Dalsza część artykułu pod materiałem wideo
Drony "Kochevnyk" - prymitywna konstrukcja, która może być problematyczna
Drony "Kochevnyk" to wariant Gerana-2, czyli licencji irańskich dronów Shahed-136, za którą Rosja zapłaciła Iranowi złotem. Są to proste maszyny bazujące na układzie skrzydła delta o rozpiętości 2,5 m, na którego krańcach znajdują się dwa stateczniki pionowe. Całkowita długość drona to 3,5 m, a jego masa wynosi ok. 200 kilogramów, z czego około 50 kilogramów przypada na głowicę bojową.
Ta może dokonać dość dużych uszkodzeń jeśli trafi w cel. Z tym może być jednak problem, ponieważ dron jest wyposażony tylko w proste naprowadzanie oparte o cywilny moduł nawigacji inercyjnej i satelitarnej. To sprawia, że łatwiejsze jest jego zakłócenie oraz może atakować wyłącznie cele stacjonarne po wcześniej zaprogramowanej trasie lotu.
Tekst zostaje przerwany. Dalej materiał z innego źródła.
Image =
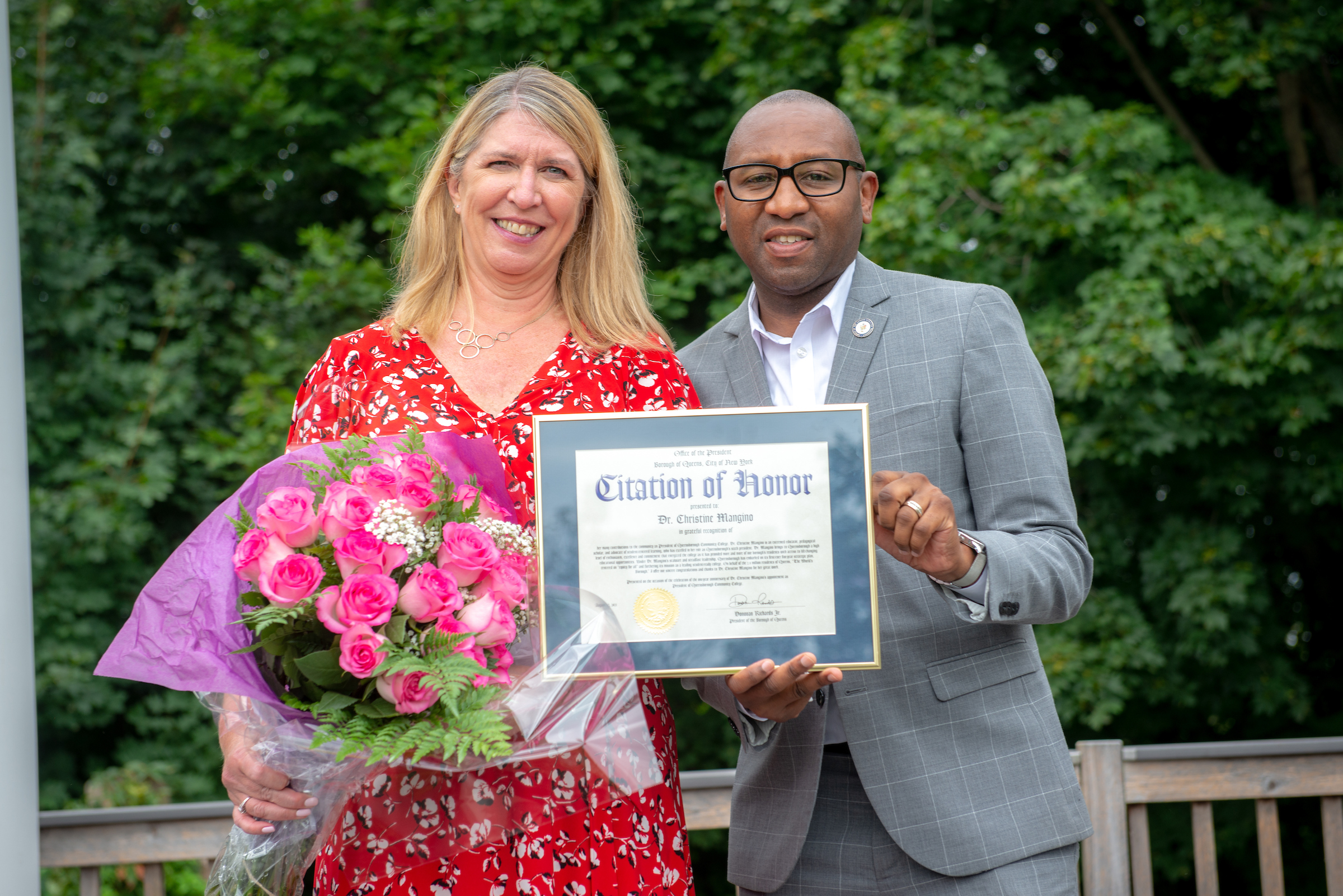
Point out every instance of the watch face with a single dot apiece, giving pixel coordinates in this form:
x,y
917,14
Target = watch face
x,y
971,543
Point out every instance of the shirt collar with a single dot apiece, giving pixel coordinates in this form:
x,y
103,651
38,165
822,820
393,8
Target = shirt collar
x,y
832,306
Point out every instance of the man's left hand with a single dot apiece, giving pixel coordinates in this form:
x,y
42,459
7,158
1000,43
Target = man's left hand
x,y
927,543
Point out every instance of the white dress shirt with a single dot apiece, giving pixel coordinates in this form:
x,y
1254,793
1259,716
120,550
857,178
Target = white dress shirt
x,y
797,371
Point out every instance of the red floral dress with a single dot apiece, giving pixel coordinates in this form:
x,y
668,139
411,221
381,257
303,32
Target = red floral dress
x,y
400,834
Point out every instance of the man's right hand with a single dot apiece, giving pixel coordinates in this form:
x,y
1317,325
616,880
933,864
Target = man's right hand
x,y
781,692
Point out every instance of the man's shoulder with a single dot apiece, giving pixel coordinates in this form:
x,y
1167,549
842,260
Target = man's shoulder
x,y
707,348
874,284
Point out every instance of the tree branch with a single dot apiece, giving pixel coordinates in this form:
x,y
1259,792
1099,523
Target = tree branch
x,y
1165,102
1326,119
1298,159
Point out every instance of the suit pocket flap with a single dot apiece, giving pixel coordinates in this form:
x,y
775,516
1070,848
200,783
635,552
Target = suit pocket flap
x,y
969,672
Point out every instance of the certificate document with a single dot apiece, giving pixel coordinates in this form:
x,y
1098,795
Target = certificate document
x,y
697,543
708,543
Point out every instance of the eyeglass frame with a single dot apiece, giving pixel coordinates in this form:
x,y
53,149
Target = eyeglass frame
x,y
789,173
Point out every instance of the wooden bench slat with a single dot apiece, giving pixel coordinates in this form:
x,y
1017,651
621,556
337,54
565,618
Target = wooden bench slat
x,y
708,809
1208,780
1331,813
133,844
1205,851
1271,848
1140,851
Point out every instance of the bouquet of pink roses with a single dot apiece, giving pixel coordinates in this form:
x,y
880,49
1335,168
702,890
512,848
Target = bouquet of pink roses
x,y
386,597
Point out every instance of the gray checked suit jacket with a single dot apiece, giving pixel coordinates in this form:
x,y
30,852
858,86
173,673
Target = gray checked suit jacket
x,y
955,738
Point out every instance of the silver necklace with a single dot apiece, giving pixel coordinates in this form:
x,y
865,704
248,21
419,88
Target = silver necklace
x,y
472,339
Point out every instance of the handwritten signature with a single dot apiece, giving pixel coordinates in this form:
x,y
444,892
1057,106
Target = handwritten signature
x,y
742,600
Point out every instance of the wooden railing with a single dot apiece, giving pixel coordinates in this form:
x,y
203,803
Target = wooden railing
x,y
1118,781
88,839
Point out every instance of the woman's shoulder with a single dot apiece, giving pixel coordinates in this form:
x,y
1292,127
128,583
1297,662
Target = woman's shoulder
x,y
655,353
366,351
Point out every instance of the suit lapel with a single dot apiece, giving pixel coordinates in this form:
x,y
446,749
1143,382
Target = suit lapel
x,y
853,353
742,359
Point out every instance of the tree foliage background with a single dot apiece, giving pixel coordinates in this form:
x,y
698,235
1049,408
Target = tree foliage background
x,y
212,190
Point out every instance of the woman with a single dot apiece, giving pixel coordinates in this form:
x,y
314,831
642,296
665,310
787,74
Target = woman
x,y
522,293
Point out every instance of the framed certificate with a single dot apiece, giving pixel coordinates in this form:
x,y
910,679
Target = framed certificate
x,y
715,538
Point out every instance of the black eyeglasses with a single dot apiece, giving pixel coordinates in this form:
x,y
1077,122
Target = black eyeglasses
x,y
813,177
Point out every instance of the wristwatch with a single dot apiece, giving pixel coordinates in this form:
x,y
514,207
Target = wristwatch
x,y
975,569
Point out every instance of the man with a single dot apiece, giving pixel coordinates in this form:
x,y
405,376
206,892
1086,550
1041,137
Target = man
x,y
946,772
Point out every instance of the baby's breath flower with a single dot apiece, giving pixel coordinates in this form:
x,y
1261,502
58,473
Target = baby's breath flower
x,y
508,537
395,525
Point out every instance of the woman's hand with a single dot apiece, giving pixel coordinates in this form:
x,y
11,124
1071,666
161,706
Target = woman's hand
x,y
269,799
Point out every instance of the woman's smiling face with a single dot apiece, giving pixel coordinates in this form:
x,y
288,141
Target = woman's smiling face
x,y
520,197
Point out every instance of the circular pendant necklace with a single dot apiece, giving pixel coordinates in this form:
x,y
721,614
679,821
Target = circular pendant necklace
x,y
472,339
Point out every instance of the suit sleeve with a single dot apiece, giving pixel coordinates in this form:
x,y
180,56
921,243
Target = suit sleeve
x,y
715,691
1039,567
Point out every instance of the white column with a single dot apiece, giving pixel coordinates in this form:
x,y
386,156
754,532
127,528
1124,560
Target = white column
x,y
18,698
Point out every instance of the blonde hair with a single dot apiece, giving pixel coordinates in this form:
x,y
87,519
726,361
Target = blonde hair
x,y
601,277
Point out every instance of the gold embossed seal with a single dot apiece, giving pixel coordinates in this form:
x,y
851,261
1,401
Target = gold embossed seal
x,y
656,609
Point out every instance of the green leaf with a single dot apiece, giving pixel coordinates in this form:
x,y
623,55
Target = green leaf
x,y
323,668
378,709
243,522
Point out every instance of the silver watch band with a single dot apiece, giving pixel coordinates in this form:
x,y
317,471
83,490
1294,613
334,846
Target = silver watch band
x,y
975,569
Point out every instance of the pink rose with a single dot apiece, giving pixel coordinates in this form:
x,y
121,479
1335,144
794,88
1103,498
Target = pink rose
x,y
504,583
361,551
467,551
378,480
359,654
406,691
417,498
257,551
292,578
417,467
503,661
453,625
491,620
467,496
471,648
289,514
346,509
430,593
364,597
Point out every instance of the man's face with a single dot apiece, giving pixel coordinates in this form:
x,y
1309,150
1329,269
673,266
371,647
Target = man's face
x,y
796,243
Irańskie drony wciąż ulepszane
Warto jednak zaznaczyć, że w toku wojny w Ukrainie Rosjanie ciągle ulepszali Shahedy dodając np. router na kartę SIM, aby wiedzieć kiedy i gdzie dron został zestrzelony, bądź malowali je na czarno.
Napęd maszyny stanowi śmigło pchające napędzane przez czterocylindrowy silnik spalinowy typu boxero mocy 50 KM, będący chińską kopią niemieckiego silnika LIMBACH L550 E. Zapas paliwa ma wystarczyć na przedział 1000-2500 km.
Z tego względu dron jest hałaśliwy, co ułatwia jego wykrycie nawet podczas lotu na niskim pułapie. Z kolei ze względu na prostą trajektorię lotu i prędkość przelotową do 180 km/h jest on bardzo łatwym celem nie tylko dla samobieżnych systemów typu Gepard, ale nawet dla grup interwencyjnych Ukraińców z bronią strzelecką i wielkokalibrowymi karabinami maszynowymi lub armatami automatycznymi zamontowanymi na pick-upach.